Gmail has started to read my emails and answer them. Just like the message bot who asks you to tell him what you want so he can guide you to the right call recipient, Gmail is now getting pro-active and telling you how to answer your emails.
These are basically verbal emoticons or happy faces. Such as: “Sounds good!” “Liked your photo.” “Great idea.” “Congratulations.” “See you then.” “Good luck.” “Thanks for the update.” “Good question.” “Love it!”
At first they felt like my mother prompting me, “What do you say when someone gives you candy, Edward?” And then I started wondering how Gmail knew what I should be replying to an email. It was weird, because all their suggested responses were fitting and relevant, and easy to make with one click.
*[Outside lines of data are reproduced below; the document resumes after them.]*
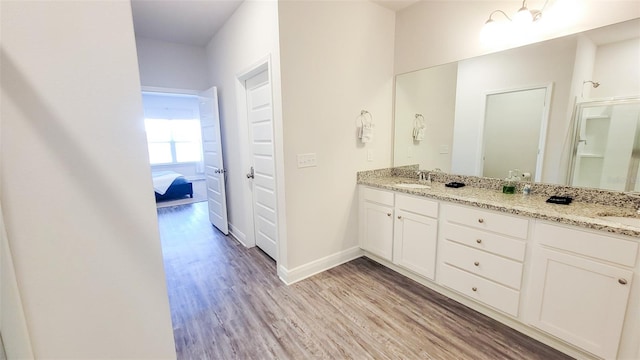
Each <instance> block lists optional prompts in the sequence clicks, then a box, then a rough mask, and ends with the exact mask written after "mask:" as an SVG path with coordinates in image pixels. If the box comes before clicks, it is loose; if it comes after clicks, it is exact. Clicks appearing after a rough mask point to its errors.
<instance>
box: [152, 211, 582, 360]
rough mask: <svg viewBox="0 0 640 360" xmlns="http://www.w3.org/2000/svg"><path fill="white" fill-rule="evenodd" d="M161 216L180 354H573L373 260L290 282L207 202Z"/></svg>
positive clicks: (260, 357)
mask: <svg viewBox="0 0 640 360" xmlns="http://www.w3.org/2000/svg"><path fill="white" fill-rule="evenodd" d="M158 218H159V225H160V233H161V237H162V243H163V253H164V259H165V260H164V261H165V268H166V275H167V285H168V288H169V300H170V304H171V316H172V320H173V328H174V337H175V341H176V350H177V353H178V358H179V359H310V358H323V359H547V360H548V359H569V357H567V356H566V355H564V354H562V353H559V352H557V351H555V350H554V349H551V348H549V347H547V346H546V345H544V344H541V343H539V342H537V341H535V340H533V339H530V338H528V337H527V336H525V335H522V334H520V333H518V332H516V331H515V330H512V329H510V328H508V327H506V326H504V325H502V324H500V323H498V322H496V321H494V320H492V319H490V318H488V317H486V316H484V315H481V314H479V313H477V312H475V311H473V310H471V309H469V308H466V307H465V306H463V305H460V304H458V303H456V302H455V301H453V300H449V299H448V298H446V297H444V296H442V295H439V294H438V293H435V292H433V291H431V290H429V289H427V288H425V287H423V286H421V285H419V284H418V283H416V282H414V281H412V280H410V279H408V278H405V277H403V276H402V275H399V274H397V273H395V272H393V271H392V270H389V269H387V268H385V267H383V266H381V265H379V264H377V263H375V262H373V261H371V260H368V259H366V258H360V259H357V260H354V261H351V262H349V263H347V264H344V265H341V266H338V267H336V268H334V269H331V270H329V271H326V272H324V273H321V274H318V275H316V276H313V277H311V278H309V279H306V280H303V281H301V282H298V283H296V284H294V285H291V286H286V285H284V284H283V283H282V282H281V281H280V280H279V279H278V277H277V276H276V267H275V262H274V261H273V260H272V259H270V258H269V257H268V256H266V255H265V254H264V253H262V252H261V251H260V250H259V249H257V248H252V249H246V248H244V247H243V246H242V245H240V244H238V243H237V242H236V241H235V240H233V239H232V238H229V237H225V236H224V235H222V234H221V233H220V232H218V231H217V230H215V229H214V228H213V227H212V226H211V224H210V223H209V222H208V219H207V204H206V202H205V203H196V204H190V205H182V206H177V207H169V208H163V209H158Z"/></svg>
But did I want bots answering for me before I had a chance to think about what to say? Auto-answering and auto-fill-ins must have an effect on the hundreds of thousands of years of human brain development, taking us full-circle back many eons to where we started: paw scratches that say, “Will you have my cub?” Bot thinking tools are shrinking our brain capacity to Disney characters.
Obviously, my computer intermediary or cyberpsychic medium and I should talk. So I contacted Google through a chat line. And I said, Hey, I have a problem with you people eavesdropping and slipping these innocuous reply suggestions to my emails. Chat line response: “Very Interesting.” Me: “How do I get rid of them?” Chat line: “Good Luck.” The whole bot system is entering the Twilight Zone.
Admittedly, all this communicative curating started to feel very useful to me. One click and I could respond with soldierly duty and move on to the next email with its prospective click-answers. But I couldn’t stop thinking about how they knew I received an update from someone with a photo of their cat. That led me to acknowledge that I wasn’t a curt two or three-word kind of responder. I needed responses that were more nuanced, embedded with subtext.
For example, to the email with the photo of their cat (easily worthy of just a click-response), instead of replying, “Thanks for the photo.” Or “Wow, what a kitty!” I might want to say something more insightful such as:
“Photo lighting suggests anthropomorphic intelligence.”
“Shadows give gravity to cat’s eyes. Splendid lighting!”
“Love the rich influence of Ansel Adams.”
Unfortunately, my version of the auto-response process would require a lexicon of answers. But, the point is, if you had some of these responses at a click, you wouldn’t have to think or care anymore, something perfectly natural when you get a photo of someone’s pet. You just click on an answer or sentiment or one close to it, sincere or not, and you might actually sound like you care.
So we are crossing a threshold where we do not have to think or feel anymore. Added to our most important engines, heartbeat, brain waves, are our beloved, godlike enter buttons. “I have an enter button, therefore I am.”
On top of all this, I’m also discovering that my Android has a bot that is following me around, and asking, “How did you like Leonardo’s hamburgers (spur of the moment dinner, night before)” or “How was shopping at Torito’s (bought milk, that’s it).” How did they know where I was? And what will they do if I’m kidnapped or something. Ask me, “How is your abduction going?” I want to disappear from all this.
What would really help is if they saw the driver who swiped my fender at Leonardo’s and reported the clod.